I locali fanno fatica a superare la crisi Covid, ma l’invadenza dei dehors negli spazi dedicati ai cittadini (posteggi e marciapiedi) sta causando proteste in tutta la città, dalla Foce al centro storico, passando per via San Vincenzo e fino a Pegli, dove i cittadini e anche una parte dei commercianti denunciano disagi a causa del fatto che, spiegano, non è stato usato il buon senso e l’equilibrio per garantire i diritti di tutti: la vivibilità della città da parte dei residenti, l’afflusso ai negozi che a volte si trovano i flussi del passaggio pedonale deviati dai dehors dei colleghi titolari di bar e pubblici esercizi che, peraltro, ora hanno meno bisogno di spazi esterni perché le persone, anche se con misure di sicurezza e riduzione della concentrazione dei clienti, possono tornare a entrare nei locali.

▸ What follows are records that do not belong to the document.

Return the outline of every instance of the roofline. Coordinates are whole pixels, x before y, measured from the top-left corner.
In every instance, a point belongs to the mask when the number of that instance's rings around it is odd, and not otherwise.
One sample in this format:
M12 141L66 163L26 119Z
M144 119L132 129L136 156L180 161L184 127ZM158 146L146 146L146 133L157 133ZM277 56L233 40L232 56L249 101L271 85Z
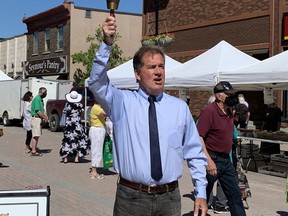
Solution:
M75 9L80 9L80 10L90 10L90 11L98 11L98 12L105 12L109 14L109 10L104 10L104 9L97 9L97 8L89 8L89 7L81 7L81 6L74 6ZM121 11L115 11L116 14L126 14L126 15L135 15L135 16L142 16L142 13L129 13L129 12L121 12Z

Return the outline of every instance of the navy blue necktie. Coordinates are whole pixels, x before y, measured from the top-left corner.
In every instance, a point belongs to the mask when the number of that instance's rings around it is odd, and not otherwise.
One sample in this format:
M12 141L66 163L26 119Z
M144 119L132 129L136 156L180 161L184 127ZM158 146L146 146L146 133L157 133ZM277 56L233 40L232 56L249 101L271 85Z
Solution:
M149 135L150 135L150 158L151 158L151 177L159 181L162 178L162 165L159 146L159 135L157 127L155 97L149 96Z

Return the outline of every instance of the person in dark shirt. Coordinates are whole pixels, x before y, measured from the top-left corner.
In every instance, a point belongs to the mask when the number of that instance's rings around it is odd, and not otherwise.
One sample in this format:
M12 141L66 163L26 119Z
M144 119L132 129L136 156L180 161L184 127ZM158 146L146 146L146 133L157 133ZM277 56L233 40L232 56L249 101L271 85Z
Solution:
M275 102L268 105L261 130L266 129L268 132L280 130L282 115L282 110L276 106Z
M215 101L207 105L200 114L197 129L208 158L206 188L207 197L219 180L228 200L232 216L245 216L242 195L236 171L230 160L234 122L232 107L238 103L235 90L229 82L221 81L214 87ZM225 212L225 209L217 209ZM227 212L227 211L226 211ZM216 211L215 211L216 213Z
M282 115L283 112L279 107L276 106L275 101L269 104L265 111L264 121L262 123L261 130L267 130L267 132L279 131L281 127ZM279 154L280 144L261 142L260 152L262 154Z
M233 107L234 125L236 128L240 126L240 128L247 129L250 118L249 105L245 101L243 94L238 95L238 100L239 103Z

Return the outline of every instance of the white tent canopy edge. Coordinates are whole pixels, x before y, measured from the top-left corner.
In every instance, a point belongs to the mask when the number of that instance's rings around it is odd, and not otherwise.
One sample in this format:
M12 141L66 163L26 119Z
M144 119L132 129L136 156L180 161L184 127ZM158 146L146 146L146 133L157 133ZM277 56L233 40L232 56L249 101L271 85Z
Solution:
M222 40L201 55L169 71L165 87L209 90L222 80L221 73L256 62L259 60Z

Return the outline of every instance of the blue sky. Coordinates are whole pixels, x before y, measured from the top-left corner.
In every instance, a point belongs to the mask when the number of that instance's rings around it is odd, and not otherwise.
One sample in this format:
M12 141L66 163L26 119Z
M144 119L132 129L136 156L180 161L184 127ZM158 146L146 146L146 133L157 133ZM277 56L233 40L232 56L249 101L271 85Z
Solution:
M106 0L72 0L75 6L107 9ZM36 15L61 5L64 0L1 0L0 38L26 33L23 17ZM120 0L118 11L142 13L142 0Z

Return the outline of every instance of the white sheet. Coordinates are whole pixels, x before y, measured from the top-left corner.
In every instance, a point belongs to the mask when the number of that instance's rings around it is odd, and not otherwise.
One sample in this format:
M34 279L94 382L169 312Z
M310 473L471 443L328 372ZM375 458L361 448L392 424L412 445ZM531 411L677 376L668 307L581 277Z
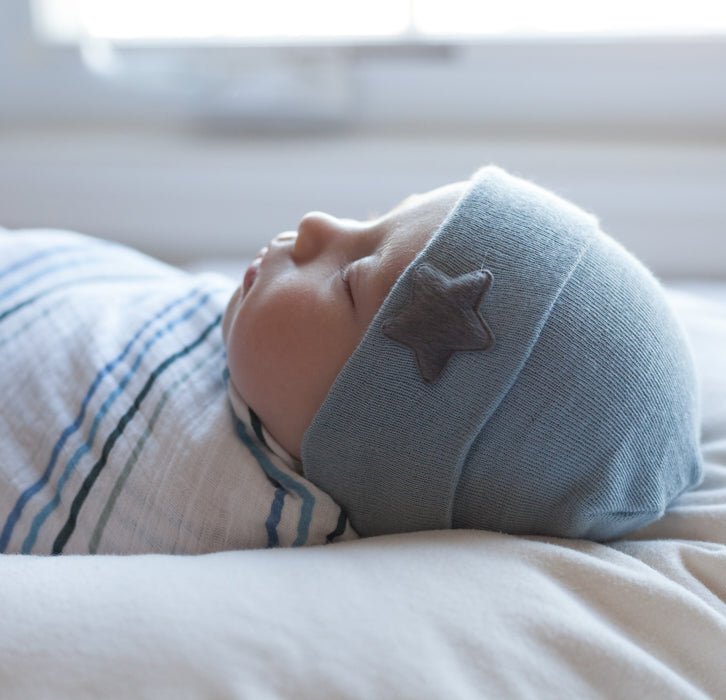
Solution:
M718 697L726 683L726 552L707 543L460 531L2 565L7 698Z
M199 557L0 558L3 698L726 693L726 287L673 294L706 478L612 546L431 532Z

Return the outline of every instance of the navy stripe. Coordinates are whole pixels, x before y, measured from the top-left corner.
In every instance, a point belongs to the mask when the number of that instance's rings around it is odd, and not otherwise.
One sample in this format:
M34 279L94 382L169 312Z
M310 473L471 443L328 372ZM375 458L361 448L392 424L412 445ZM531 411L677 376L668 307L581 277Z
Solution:
M159 420L159 417L161 416L161 413L166 407L167 403L180 388L184 387L186 382L189 381L190 377L192 377L196 372L199 372L210 360L218 358L221 354L221 349L222 343L220 342L220 344L217 345L217 347L215 347L209 355L203 355L202 358L193 367L191 367L189 370L187 370L185 374L183 374L176 381L174 381L171 386L167 387L161 398L157 401L156 407L154 408L153 412L151 413L151 417L148 420L146 430L144 430L144 432L141 434L141 437L139 437L133 449L131 450L131 454L126 460L126 464L124 464L121 473L116 477L116 483L113 485L111 493L106 499L106 505L101 511L101 515L98 518L96 527L93 529L93 533L91 534L91 539L88 542L89 554L96 554L96 552L98 551L101 538L103 537L103 533L106 530L108 521L111 518L111 513L113 513L113 510L116 507L116 503L121 496L124 487L126 486L126 482L128 481L134 468L136 467L136 464L138 463L141 455L144 452L144 447L146 446L147 440L154 434L156 423Z
M81 408L78 412L78 415L76 416L73 423L71 423L68 427L66 427L60 438L56 441L55 445L53 446L53 450L51 452L51 458L48 462L48 465L45 468L45 471L43 472L40 479L38 479L32 486L29 486L23 493L20 495L18 500L15 502L15 505L13 506L12 511L8 515L7 519L5 520L5 525L3 526L2 533L0 534L0 552L4 552L5 549L8 546L8 542L10 541L10 538L12 537L13 530L15 529L15 526L17 525L18 520L20 519L20 516L23 512L23 509L25 508L25 505L28 503L28 501L36 494L38 493L43 486L45 486L46 483L48 483L48 480L50 479L51 474L53 473L53 470L55 469L55 464L58 459L58 455L60 454L61 450L65 446L66 442L68 441L68 438L73 435L78 428L80 428L81 424L83 423L83 420L86 416L86 409L88 408L88 403L90 402L91 398L93 397L94 393L96 392L96 389L99 387L103 379L110 374L113 369L116 367L116 365L121 362L126 355L130 352L131 348L133 347L134 343L138 340L138 338L141 336L141 334L156 320L162 318L165 316L169 311L174 309L174 307L178 306L179 304L182 304L187 299L190 299L195 294L198 294L201 290L200 289L193 289L188 294L185 294L182 297L179 297L172 301L171 303L167 304L161 311L157 312L154 316L152 316L150 319L148 319L146 322L144 322L140 328L134 333L133 337L129 342L126 344L126 346L123 348L121 353L115 357L113 360L111 360L109 363L107 363L95 376L93 382L91 382L91 386L89 387L88 391L86 392L86 395L84 396L83 400L81 401Z
M121 381L118 383L118 386L106 397L106 400L103 402L103 405L96 413L95 418L93 419L93 424L91 425L91 429L88 433L88 437L86 441L74 452L71 459L66 463L66 467L63 470L63 474L61 474L60 478L58 479L58 482L56 484L56 491L53 498L46 503L46 505L36 513L35 518L33 518L33 522L30 526L30 530L23 541L23 547L22 547L22 553L23 554L29 554L33 547L35 546L35 542L38 538L38 534L40 532L40 528L43 527L43 524L48 519L50 514L60 505L61 502L61 494L63 493L63 489L65 488L65 484L70 478L70 475L74 472L76 465L80 462L81 459L86 455L87 452L91 450L91 446L96 440L96 432L101 425L101 421L103 420L104 416L108 413L111 406L114 405L116 402L116 399L122 395L122 392L124 391L124 388L126 385L131 381L131 378L136 375L136 371L138 370L139 366L141 365L141 362L143 361L144 357L146 357L146 353L150 350L150 348L164 335L166 335L169 331L172 330L172 328L175 328L180 323L183 323L187 319L191 318L193 314L197 312L204 304L206 304L207 300L211 297L212 292L207 292L201 299L199 299L194 306L187 309L183 314L180 316L177 316L176 318L169 321L166 326L163 328L157 329L157 331L152 335L151 338L149 338L146 343L144 344L143 348L139 352L139 354L136 356L136 359L134 360L133 364L129 368L129 370L124 374Z
M252 426L252 430L255 431L257 439L269 449L270 446L267 444L267 440L265 440L265 436L262 433L262 421L260 420L260 417L249 406L247 407L247 410L250 413L250 425Z
M108 436L106 439L106 442L103 445L103 449L101 451L101 457L100 459L93 465L93 468L88 473L86 478L83 480L83 484L81 485L81 488L79 489L78 493L76 494L76 497L73 499L73 503L71 504L70 513L68 515L68 518L61 528L60 532L58 533L58 536L55 539L55 542L53 543L53 554L62 554L63 548L68 543L68 540L70 539L71 535L73 534L73 531L76 529L76 523L78 521L78 515L80 513L81 508L83 507L83 504L86 501L86 498L88 498L88 494L91 492L91 489L93 488L93 485L96 483L96 480L100 476L101 472L103 471L104 467L106 466L106 463L108 461L109 454L111 453L111 450L113 449L114 445L116 444L116 441L118 440L121 435L123 435L124 430L126 429L126 426L131 422L133 417L136 415L136 413L139 411L139 408L141 407L141 404L143 403L144 399L148 395L148 393L151 391L152 386L154 385L154 382L158 379L158 377L165 372L174 362L179 360L182 357L185 357L188 355L194 348L199 346L201 343L204 342L204 340L207 338L207 336L220 324L222 321L222 314L219 314L217 318L209 324L204 329L204 332L192 343L185 346L178 352L175 352L173 355L170 355L166 358L149 376L148 380L146 381L146 384L144 384L141 391L138 393L136 398L134 399L133 404L129 407L129 409L126 411L126 413L121 417L121 419L118 422L118 425L114 429L114 431Z
M225 387L229 389L228 366L225 366L224 370L222 371L222 378L224 379ZM259 416L251 408L249 408L249 406L247 408L248 414L250 416L250 423L255 437L257 437L260 443L262 443L262 445L269 450L270 448L267 445L267 441L265 440L265 436L262 432L262 421L260 421ZM308 539L310 522L312 520L313 508L315 506L315 497L302 484L298 483L288 474L278 469L272 463L272 460L267 456L267 454L262 449L260 449L259 445L257 445L254 440L252 440L247 432L245 424L240 420L235 412L232 411L231 413L237 436L242 440L247 450L257 461L257 464L259 464L262 470L265 472L265 476L267 476L268 481L276 488L275 496L272 499L272 503L270 504L270 513L267 516L267 520L265 521L265 527L267 528L267 546L279 546L277 527L280 524L280 519L282 517L284 496L285 493L288 491L297 494L301 499L300 520L298 521L298 535L292 546L299 547L301 545L304 545Z
M345 527L348 524L348 516L345 514L345 511L341 508L340 509L340 515L338 516L338 524L335 526L335 530L333 530L326 538L326 542L332 542L336 537L340 537L345 532Z
M234 426L237 436L242 440L245 447L252 453L257 463L262 467L264 472L270 477L270 481L279 484L285 491L294 493L300 498L300 519L297 524L297 537L292 543L293 547L303 546L310 534L310 522L313 517L313 509L315 508L315 496L293 476L276 467L272 460L262 447L247 432L245 424L234 415Z

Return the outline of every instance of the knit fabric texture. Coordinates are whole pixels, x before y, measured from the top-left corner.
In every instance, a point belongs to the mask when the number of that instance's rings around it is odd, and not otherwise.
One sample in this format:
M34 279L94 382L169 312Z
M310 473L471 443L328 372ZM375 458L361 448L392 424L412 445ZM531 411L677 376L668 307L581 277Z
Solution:
M494 343L435 381L383 332L422 265L491 274ZM364 536L481 528L618 538L702 475L685 335L579 208L490 166L401 275L305 434L303 470Z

Oggi, a Pegli, la goccia che ha fatto traboccare il vaso e che sta abbattendo sull’amministrazione comunale una valanga di proteste e accuse di favorire i pubblici esercizi, cosa buona, togliendo, però, diritti a tutti gli altri cittadini. Il tutto, nonostante il parere contrario del Municipio Ponente.
È il caso di piazza Porticciolo dove stamattina le panchine sono state smurate e portate via. Quelle, spiega la gente del posto, soprattutto gli anziani aspettavano il bus perché la pensilina è piccola e la copertura la rende una sorta di serra dove il calore diventa insopportabile.
A Pegli c’è già chi sta preparando la protesta perché le panchine tornino al loro posto.